Second, there are plants that might be added at the distillery or brewery to change the flavor. So hops in the case of beer or juniper in the case of gin. And third, plants that go into the glass to make some kind of drink. Those could be the ones we grow in our gardens: Mint, strawberries, blueberries and raspberries come to mind.
I have a garden of cocktail-friendly plants at home in Humboldt County, California. Some things that maybe don’t lend themselves very well to culinary uses are good in drinks, like scented geranium, lavender and lemon verbena, which pair very well in vodka or gin.
You can make great drinks that really let you appreciate those flavors. Alcohol is a solvent, so it extracts flavor and active ingredients from plants. That's why we started adding plants to alcohol — to preserve their medicinal qualities. A lot of cordials and aperitifs and old European liqueur like chartreuse started as medicine. Add a little sugar to get patients to take it and the modern cocktail is born.
There’s a lot of cultural anthropology in your work. Have you discovered practices from other cultures that Americans could benefit from adopting?
Well, I tried to be very careful about that. People always want to know if their favorite cocktail is a health drink and I’m always very quick to say let’s not fool ourselves. You’d poison yourself with the alcohol long before you’d ingest enough active medicinal ingredients to make a difference.

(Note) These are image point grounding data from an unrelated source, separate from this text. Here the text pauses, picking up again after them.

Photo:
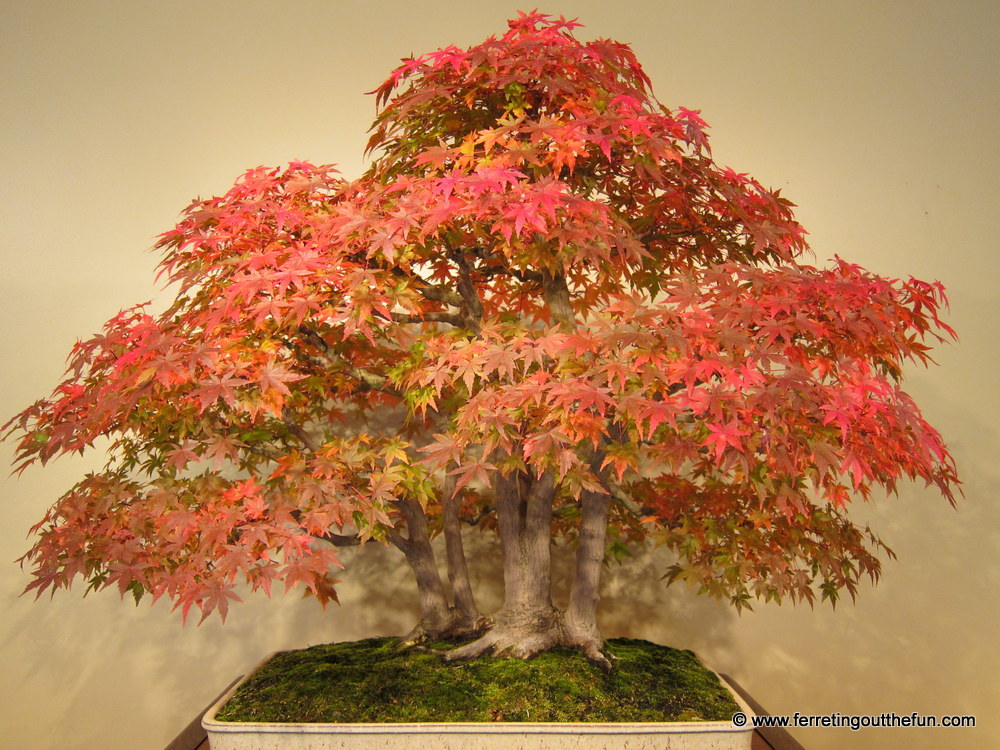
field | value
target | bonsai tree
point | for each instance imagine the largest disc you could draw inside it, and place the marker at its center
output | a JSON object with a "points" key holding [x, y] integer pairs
{"points": [[544, 310]]}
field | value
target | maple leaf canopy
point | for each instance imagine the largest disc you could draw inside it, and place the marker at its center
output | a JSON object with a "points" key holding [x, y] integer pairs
{"points": [[543, 272]]}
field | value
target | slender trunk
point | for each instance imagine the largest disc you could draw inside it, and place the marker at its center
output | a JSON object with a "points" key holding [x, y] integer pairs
{"points": [[581, 614], [466, 613], [435, 614]]}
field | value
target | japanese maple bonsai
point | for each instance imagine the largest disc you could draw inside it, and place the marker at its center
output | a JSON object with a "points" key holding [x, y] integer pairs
{"points": [[543, 310]]}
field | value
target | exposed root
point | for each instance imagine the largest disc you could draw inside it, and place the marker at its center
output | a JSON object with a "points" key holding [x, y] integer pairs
{"points": [[455, 629]]}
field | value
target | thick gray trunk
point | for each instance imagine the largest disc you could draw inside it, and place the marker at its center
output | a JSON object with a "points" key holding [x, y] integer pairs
{"points": [[528, 623]]}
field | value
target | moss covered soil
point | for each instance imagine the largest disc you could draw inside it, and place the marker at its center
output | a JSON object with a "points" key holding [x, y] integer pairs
{"points": [[378, 681]]}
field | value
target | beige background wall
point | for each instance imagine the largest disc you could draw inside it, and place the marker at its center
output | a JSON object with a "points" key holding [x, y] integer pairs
{"points": [[878, 118]]}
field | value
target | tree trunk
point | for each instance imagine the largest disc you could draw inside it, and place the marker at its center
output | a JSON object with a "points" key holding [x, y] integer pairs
{"points": [[465, 613], [528, 623], [435, 614], [581, 614]]}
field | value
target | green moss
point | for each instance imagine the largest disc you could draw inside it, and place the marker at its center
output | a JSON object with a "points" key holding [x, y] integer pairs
{"points": [[376, 680]]}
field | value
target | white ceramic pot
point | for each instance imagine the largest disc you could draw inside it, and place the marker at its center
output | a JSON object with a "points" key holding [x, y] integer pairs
{"points": [[680, 735]]}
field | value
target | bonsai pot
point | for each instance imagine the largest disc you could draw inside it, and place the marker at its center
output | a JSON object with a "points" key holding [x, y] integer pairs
{"points": [[680, 735]]}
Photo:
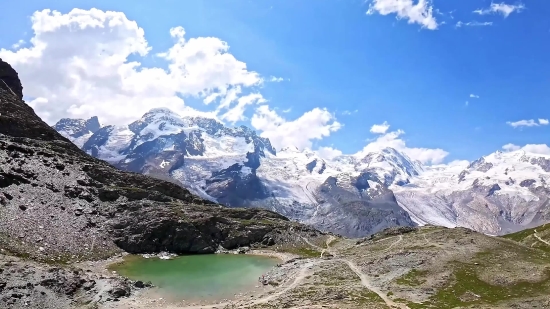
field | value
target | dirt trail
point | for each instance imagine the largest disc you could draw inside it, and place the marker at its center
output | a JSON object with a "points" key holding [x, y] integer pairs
{"points": [[365, 281], [304, 272]]}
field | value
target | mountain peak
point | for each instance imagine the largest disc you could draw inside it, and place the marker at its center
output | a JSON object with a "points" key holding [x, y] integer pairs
{"points": [[160, 111], [10, 80]]}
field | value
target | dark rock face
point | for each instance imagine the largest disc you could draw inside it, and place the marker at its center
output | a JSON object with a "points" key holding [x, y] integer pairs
{"points": [[58, 203], [27, 284], [10, 80]]}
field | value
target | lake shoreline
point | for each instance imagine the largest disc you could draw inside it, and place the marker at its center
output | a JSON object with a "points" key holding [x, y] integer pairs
{"points": [[153, 298]]}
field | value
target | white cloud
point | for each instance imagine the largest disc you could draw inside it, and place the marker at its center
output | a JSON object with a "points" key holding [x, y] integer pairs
{"points": [[393, 140], [473, 24], [527, 123], [314, 124], [77, 65], [532, 148], [328, 153], [18, 44], [237, 112], [501, 8], [347, 112], [380, 128], [419, 13]]}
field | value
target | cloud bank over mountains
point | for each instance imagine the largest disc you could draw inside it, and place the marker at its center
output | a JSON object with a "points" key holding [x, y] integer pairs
{"points": [[87, 63]]}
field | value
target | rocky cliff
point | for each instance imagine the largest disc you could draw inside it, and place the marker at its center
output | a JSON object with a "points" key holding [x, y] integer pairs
{"points": [[58, 203]]}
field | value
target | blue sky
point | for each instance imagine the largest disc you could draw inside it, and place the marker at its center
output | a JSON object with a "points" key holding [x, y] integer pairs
{"points": [[333, 55]]}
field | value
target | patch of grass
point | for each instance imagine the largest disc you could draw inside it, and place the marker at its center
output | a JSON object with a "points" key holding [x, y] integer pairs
{"points": [[522, 235], [412, 278], [519, 236], [468, 289]]}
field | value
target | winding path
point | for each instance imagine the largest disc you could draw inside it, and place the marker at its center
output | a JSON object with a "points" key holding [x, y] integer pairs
{"points": [[540, 239], [303, 273]]}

One exception to that, which I think I will talk about at Bastyr, is gentian. It's a plant found around the world, but there’s one species in the Swiss Alps that has been used as medicine for a long time. There’s some evidence that the amount of gentian that ends up in Campari or Angostura bitters has some medicinal qualities for digestion.
What’s going on in your garden this spring?
I’m growing black currant, which is something that people in the U.S. are not used to growing. In France, it's used to make cassis, a wonderful fruit liquor. It's used in kir, a classic drink with a little white wine and a splash of cassis. Black currants are very fun to grow in the Pacific Northwest. It’s one of those super fruits, very healthy.
I've got elderflowers as well. There’s a very popular elderflower liquor on the market right now, St. Germain. You can actually make your own if you can get enough elder flowers to bloom at once. I’m also trying to grow sloes, or blackthorn, Prunus spinosa, which is used to make sloe gin. That’s something that should do very well in the Pacific Northwest, but it turns out sloes are very slow to grow (ha ha). I’ve been growing them for several years now, and I have yet to get any fruit. I know the climate’s good for it, but I have not seen any fruit yet.